Третий востребованный элемент — это возобновление климата взаимного доверия. Сегодняшний мир по своему качеству совершенно иной, нежели тот, в котором согласовывались прежние меры военного доверия. Вопросы войны и мира решаются сегодня по-другому. Как вы знаете, в период холодной войны было убеждение, что ядерное оружие — это своего рода гарантия безопасности. Теоретически ядерная война была способна уничтожить мир и таким способом покончить навсегда с возможностью войн в будущем. Но в XXI веке мы вошли в такой этап, когда новые вооруженные конфликты начинаются и никогда не кончаются. Конечно, эти войны не являются ядерными; более того, военные характеризуют их как конфликты малой интенсивности. Но им не видно конца. Я имею в виду гражданские и внутренние войны типа тех, что уже несколько лет идут в Сирии, в Йемене, в Судане и многих других странах и регионах мира. Этот новый феномен меняет военный ландшафт.
Качественно новый фактор связан также с новыми видами оружия. Первый — это дроны, беспилотники. Во‑вторых, кибероружие, которое может парализовать государство без единого выстрела. И третье — это находящаяся в центре внимания политиков противоракетная оборона.
Если бы удалось построить систему новых мер доверия и безопасности, вопросы согласования нового миропорядка были бы намного более перспективными.
— Внутри России много сторонников самоизоляции. По-моему, для всеобщей безопасности ничего хуже придумать нельзя.
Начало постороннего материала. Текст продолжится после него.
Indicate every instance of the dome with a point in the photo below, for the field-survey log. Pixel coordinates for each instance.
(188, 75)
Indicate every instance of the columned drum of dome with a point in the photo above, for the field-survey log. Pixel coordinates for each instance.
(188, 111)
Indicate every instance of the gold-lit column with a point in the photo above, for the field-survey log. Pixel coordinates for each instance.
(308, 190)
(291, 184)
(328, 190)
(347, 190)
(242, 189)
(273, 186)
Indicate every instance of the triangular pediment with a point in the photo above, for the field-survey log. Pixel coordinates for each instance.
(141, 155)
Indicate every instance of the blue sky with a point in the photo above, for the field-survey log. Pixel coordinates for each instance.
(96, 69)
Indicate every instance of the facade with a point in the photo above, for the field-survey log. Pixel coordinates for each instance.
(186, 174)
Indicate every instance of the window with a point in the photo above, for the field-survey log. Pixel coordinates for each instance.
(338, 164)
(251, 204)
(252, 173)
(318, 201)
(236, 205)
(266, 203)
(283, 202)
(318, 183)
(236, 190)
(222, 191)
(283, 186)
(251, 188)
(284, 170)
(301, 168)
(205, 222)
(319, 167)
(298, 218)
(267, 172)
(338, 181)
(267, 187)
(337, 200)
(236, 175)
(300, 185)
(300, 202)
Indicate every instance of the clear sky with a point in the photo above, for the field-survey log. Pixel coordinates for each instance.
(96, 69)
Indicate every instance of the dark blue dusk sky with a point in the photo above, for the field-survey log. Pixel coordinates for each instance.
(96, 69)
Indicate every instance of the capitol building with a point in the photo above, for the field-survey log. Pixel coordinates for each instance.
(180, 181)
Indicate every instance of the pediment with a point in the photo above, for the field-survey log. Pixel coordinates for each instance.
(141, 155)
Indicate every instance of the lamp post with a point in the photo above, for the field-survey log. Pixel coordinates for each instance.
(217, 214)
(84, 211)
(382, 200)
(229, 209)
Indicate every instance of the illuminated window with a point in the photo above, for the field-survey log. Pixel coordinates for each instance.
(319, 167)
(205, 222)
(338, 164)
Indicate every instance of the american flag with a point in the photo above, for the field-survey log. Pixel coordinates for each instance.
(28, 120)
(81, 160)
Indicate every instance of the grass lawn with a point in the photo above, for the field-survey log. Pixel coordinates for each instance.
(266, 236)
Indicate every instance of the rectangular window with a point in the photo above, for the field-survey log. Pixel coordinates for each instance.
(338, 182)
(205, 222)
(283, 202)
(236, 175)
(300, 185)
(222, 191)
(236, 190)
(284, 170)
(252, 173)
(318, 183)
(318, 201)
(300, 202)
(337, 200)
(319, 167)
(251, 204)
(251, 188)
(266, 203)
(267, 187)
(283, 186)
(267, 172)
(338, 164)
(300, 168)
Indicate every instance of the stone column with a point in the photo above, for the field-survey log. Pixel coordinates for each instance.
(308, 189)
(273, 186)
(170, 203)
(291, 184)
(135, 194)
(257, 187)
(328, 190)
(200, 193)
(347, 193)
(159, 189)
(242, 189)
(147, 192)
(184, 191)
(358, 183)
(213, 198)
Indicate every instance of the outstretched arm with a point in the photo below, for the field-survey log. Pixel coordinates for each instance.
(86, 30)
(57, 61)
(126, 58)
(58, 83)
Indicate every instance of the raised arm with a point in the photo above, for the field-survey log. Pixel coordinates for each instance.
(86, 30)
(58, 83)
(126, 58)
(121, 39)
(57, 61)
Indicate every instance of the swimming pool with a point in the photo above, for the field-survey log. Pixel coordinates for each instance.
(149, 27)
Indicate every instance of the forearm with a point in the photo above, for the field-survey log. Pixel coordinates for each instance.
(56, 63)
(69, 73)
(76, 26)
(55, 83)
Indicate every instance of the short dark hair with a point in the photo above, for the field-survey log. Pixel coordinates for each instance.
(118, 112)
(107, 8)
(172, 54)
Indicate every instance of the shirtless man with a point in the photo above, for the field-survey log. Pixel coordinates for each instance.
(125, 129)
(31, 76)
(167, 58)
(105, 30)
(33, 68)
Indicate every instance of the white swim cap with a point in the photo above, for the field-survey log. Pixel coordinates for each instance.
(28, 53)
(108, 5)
— Вопросы активного участия России в международном сообществе или ее изоляции — в руках самой России. На Западе нет ни намерений, ни планов ее изоляции. Напротив, есть заинтересованность в том, чтобы концепция «кооперативной безопасности» («cooperative security» — «безопасность на основе сотрудничества». — А. Л.) перестала быть мечтой и стала реальностью. Насколько Россия всерьез этим заинтересована — мне трудно судить.